Each stage emits a JSON event: stage name, percent complete, files processed, and optional error detail. The client opens EventSource('/sync/stream') and updates a progress bar.
// SSE events during sync
event: progress
data: {"stage":"embed","file":"page-b.md","done":3,"total":5,"pct":60}
event: progress
data: {"stage":"vector","file":"page-b.md","chunks":4,"pct":72}
event: complete
data: {"files_indexed":2,"files_skipped":38,"duration_s":94}
Stages map cleanly to the sync pipeline: list → load → embed → vector → mkdocs → github → complete.
Sync step checklist
| Step | Action | Updates tracker? |
|---|---|---|
| 1 | Load sync-state.json from storage | Read |
| 2 | List all published/**/*.md paths and content hashes | — |
| 3 | Diff: new, changed, deleted vs tracker | — |
| 4 | Download changed files (pooled HTTP) | — |
| 5 | Chunk + embed changed content only | — |
| 6 | Upsert vectors to the vector database; delete removed chunk IDs | — |
| 7 | Mirror changed pages + assets to site/ | — |
| 8 | Run mkdocs build; push site/ to GitHub Pages | — |
| 9 | Write updated hashes and chunk IDs to tracker | Write |
| 10 | Emit SSE complete event with summary stats | — |
Code snippets
Sync job pseudocode
def run_sync(emit):
tracker = load_tracker() # download sync-state.json
session = create_storage_session() # pooled HTTP
published_files = list_published_md(session)

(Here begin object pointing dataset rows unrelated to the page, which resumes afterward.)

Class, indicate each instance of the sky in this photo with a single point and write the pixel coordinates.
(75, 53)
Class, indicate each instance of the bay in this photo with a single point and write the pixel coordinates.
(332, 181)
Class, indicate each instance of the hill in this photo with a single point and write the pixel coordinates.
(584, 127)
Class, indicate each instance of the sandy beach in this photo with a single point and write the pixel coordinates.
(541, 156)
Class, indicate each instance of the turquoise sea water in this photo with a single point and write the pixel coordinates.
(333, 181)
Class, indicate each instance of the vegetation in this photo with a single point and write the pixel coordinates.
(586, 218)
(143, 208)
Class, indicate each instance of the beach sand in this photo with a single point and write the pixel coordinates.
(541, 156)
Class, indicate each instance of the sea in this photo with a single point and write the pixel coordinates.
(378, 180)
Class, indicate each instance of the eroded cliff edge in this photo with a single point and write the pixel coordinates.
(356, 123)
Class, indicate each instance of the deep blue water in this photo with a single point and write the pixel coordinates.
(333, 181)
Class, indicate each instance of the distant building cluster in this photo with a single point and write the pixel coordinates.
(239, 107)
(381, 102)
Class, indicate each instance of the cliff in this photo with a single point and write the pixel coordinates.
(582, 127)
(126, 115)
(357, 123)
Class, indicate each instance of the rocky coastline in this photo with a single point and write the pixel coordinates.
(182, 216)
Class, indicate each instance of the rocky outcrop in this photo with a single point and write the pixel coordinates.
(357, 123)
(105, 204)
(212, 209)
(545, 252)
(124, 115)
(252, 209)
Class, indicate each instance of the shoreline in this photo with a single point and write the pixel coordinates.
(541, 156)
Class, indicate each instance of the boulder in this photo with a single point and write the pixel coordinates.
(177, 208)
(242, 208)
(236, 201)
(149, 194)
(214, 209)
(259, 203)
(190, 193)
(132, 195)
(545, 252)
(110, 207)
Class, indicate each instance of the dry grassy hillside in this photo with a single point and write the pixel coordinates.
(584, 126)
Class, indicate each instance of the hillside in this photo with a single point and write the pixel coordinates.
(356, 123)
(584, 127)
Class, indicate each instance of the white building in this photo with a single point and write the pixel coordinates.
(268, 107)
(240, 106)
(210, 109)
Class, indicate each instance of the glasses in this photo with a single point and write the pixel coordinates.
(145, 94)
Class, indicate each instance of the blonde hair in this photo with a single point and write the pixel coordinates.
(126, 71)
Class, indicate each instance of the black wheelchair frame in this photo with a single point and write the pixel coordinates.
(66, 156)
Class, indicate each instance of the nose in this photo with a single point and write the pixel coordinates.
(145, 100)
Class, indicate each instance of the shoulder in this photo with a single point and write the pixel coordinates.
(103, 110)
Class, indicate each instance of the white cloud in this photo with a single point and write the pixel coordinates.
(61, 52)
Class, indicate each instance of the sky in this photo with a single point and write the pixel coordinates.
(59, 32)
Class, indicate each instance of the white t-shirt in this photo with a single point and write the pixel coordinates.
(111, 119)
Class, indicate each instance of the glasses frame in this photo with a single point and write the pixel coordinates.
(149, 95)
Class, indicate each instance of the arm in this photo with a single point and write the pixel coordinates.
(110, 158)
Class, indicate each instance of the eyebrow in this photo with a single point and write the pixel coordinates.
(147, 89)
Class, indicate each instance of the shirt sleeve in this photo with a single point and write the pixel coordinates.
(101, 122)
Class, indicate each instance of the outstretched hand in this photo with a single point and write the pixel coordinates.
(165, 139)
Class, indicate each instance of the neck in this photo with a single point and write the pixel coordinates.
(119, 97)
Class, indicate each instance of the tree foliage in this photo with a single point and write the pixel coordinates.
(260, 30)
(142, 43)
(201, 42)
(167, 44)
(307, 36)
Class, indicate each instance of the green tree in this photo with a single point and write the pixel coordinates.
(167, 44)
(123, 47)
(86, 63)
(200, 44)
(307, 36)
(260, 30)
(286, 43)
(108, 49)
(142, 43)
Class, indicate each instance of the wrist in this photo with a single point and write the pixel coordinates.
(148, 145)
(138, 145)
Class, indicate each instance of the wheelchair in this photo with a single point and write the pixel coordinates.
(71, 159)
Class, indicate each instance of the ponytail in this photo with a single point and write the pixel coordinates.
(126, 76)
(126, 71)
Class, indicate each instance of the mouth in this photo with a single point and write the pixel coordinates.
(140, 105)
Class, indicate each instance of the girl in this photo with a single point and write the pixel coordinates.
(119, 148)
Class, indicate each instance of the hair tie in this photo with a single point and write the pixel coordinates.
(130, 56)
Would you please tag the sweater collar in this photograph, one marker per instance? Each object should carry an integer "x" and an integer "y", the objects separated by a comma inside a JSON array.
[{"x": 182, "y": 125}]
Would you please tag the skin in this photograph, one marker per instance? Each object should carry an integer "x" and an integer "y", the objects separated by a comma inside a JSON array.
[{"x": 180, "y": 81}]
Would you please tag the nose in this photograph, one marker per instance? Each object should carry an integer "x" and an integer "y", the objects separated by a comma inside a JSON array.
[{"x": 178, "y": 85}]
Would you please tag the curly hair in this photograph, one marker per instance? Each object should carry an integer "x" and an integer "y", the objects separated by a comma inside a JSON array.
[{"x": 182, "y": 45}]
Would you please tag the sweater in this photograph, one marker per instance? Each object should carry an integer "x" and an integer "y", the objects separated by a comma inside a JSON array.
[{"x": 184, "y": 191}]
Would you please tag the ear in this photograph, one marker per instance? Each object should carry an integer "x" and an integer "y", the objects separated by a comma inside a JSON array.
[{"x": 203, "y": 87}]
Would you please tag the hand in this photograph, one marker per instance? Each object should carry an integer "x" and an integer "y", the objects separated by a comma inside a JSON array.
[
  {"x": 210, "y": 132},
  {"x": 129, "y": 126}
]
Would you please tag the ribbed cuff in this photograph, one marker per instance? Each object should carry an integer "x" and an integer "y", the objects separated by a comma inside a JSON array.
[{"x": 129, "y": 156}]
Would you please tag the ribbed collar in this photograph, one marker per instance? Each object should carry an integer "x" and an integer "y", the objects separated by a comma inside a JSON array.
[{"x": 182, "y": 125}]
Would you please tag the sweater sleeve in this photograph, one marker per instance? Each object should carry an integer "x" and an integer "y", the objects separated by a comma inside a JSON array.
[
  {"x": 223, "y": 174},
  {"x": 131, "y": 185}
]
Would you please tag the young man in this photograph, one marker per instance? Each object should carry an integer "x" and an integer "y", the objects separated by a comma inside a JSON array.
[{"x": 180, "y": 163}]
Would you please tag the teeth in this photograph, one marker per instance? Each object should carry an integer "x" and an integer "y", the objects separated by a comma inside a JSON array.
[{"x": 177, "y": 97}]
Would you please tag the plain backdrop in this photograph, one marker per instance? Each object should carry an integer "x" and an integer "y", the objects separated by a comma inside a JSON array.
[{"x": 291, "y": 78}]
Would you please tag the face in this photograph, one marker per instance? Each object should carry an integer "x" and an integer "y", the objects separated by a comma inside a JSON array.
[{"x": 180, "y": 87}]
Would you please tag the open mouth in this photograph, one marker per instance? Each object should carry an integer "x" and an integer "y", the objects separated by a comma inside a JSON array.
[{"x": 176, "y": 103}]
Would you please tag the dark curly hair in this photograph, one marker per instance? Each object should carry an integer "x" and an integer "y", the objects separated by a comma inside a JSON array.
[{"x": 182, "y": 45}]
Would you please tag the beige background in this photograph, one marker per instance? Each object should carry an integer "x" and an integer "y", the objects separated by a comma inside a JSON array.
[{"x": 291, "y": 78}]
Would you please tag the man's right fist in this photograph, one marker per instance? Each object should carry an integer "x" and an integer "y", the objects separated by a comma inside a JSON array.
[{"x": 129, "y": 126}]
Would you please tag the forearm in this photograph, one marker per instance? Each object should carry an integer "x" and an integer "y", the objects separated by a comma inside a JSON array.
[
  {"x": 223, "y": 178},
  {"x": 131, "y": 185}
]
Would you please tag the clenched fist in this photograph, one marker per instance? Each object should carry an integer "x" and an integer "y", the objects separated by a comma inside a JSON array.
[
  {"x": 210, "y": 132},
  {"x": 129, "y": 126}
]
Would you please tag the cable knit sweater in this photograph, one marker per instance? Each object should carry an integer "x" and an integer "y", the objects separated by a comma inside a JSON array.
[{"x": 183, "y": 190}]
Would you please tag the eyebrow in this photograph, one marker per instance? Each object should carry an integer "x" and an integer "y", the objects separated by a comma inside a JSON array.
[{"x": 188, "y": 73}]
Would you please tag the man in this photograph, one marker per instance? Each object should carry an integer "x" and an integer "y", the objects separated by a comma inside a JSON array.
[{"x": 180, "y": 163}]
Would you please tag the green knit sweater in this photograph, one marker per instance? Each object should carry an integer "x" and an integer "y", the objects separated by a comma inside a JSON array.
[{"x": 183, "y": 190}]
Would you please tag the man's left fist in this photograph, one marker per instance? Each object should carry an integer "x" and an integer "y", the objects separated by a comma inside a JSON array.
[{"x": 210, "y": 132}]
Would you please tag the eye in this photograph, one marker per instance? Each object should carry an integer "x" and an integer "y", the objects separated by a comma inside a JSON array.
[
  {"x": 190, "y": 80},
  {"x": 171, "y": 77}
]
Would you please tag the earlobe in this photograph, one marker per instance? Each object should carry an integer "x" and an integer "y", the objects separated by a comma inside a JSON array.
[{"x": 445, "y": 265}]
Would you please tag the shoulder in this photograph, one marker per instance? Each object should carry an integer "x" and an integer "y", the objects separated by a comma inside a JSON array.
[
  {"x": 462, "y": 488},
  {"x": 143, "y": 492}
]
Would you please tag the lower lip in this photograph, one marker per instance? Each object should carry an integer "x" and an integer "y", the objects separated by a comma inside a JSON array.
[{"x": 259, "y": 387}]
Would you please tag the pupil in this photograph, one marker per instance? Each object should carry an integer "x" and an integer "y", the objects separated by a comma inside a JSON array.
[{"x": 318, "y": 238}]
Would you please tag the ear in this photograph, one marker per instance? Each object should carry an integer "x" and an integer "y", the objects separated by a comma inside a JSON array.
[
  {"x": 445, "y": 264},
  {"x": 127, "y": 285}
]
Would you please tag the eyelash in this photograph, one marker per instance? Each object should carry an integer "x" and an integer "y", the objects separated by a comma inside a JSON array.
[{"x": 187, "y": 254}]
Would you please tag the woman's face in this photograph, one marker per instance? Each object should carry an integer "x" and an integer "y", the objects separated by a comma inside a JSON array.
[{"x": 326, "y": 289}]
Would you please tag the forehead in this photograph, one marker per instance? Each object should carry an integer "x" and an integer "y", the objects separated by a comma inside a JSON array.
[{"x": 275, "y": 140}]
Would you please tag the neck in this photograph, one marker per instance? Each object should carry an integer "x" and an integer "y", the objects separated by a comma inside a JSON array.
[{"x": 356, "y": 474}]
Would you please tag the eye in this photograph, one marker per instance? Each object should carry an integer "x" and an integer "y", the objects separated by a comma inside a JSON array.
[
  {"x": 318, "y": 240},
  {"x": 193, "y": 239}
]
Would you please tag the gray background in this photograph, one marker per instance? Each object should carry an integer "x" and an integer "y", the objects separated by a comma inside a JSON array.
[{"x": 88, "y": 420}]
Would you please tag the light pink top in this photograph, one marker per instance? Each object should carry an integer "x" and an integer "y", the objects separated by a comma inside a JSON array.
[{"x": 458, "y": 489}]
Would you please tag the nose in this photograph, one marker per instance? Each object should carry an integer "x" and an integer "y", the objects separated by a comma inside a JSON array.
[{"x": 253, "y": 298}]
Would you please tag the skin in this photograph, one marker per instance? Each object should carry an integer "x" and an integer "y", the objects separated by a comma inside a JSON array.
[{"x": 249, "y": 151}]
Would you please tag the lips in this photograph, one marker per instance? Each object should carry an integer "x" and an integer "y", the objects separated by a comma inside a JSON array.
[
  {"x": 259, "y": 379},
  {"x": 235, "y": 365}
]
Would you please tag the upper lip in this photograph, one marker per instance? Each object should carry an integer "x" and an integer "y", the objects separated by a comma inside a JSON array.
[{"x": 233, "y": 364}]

diff = compute_diff(published_files, tracker) # new | changed | deleted
emit("list", total=len(diff.changed) + len(diff.new))
for path in diff.deleted:
delete_vector_chunks(tracker.files[path].chunk_ids)
remove_site_page(path)
del tracker.files[path]
for path in diff.new + diff.changed:
text = download_md(session, path)
chunks = chunk_and_embed(text)
upsert_vectors(path, chunks)
mirror_to_site(path, text)
tracker.files[path] = {"hash": hash(text), "chunk_ids": [c.id for c in chunks]}
build_and_push_github_pages()
save_tracker(tracker)
emit("complete", indexed=len(diff.new) + len(diff.changed))
Incremental diff logic
def compute_diff(remote_files, tracker):
remote_paths = {f.path for f in remote_files}
tracked_paths = set(tracker.files.keys())
deleted = tracked_paths - remote_paths
new = [f for f in remote_files if f.path not in tracked_paths]
changed = [
f for f in remote_files
if f.path in tracked_paths
and f.hash != tracker.files[f.path].hash
]
return Diff(new=new, changed=changed, deleted=deleted)
Glossary
| Term | Meaning |
|---|---|
| published/ | Published markdown — only folder the sync job reads for indexing |
| drafts/ | Staging area; content must be reviewed before promotion to published |
| sync-state.json | JSON state file tracking content hashes and vector chunk IDs per file |
| Incremental sync | Re-index only files whose hash changed since last run |
| Connection pooling | Reusing TCP/TLS connections across HTTP requests to the same host |
| SSE | Server-Sent Events — one-way stream of progress updates to the browser |
| Site mirror | Generated copy of published content laid out for MkDocs navigation |
| GitHub Pages | Static site hosting from a repo branch (typically gh-pages) |
| Editorial workflow | Review path from draft content in drafts/ to approved pages in published/ |
Treat published/ as a contract: if a file is in published/, it is searchable and publishable. Everything else stays in drafts/ until a human approves it.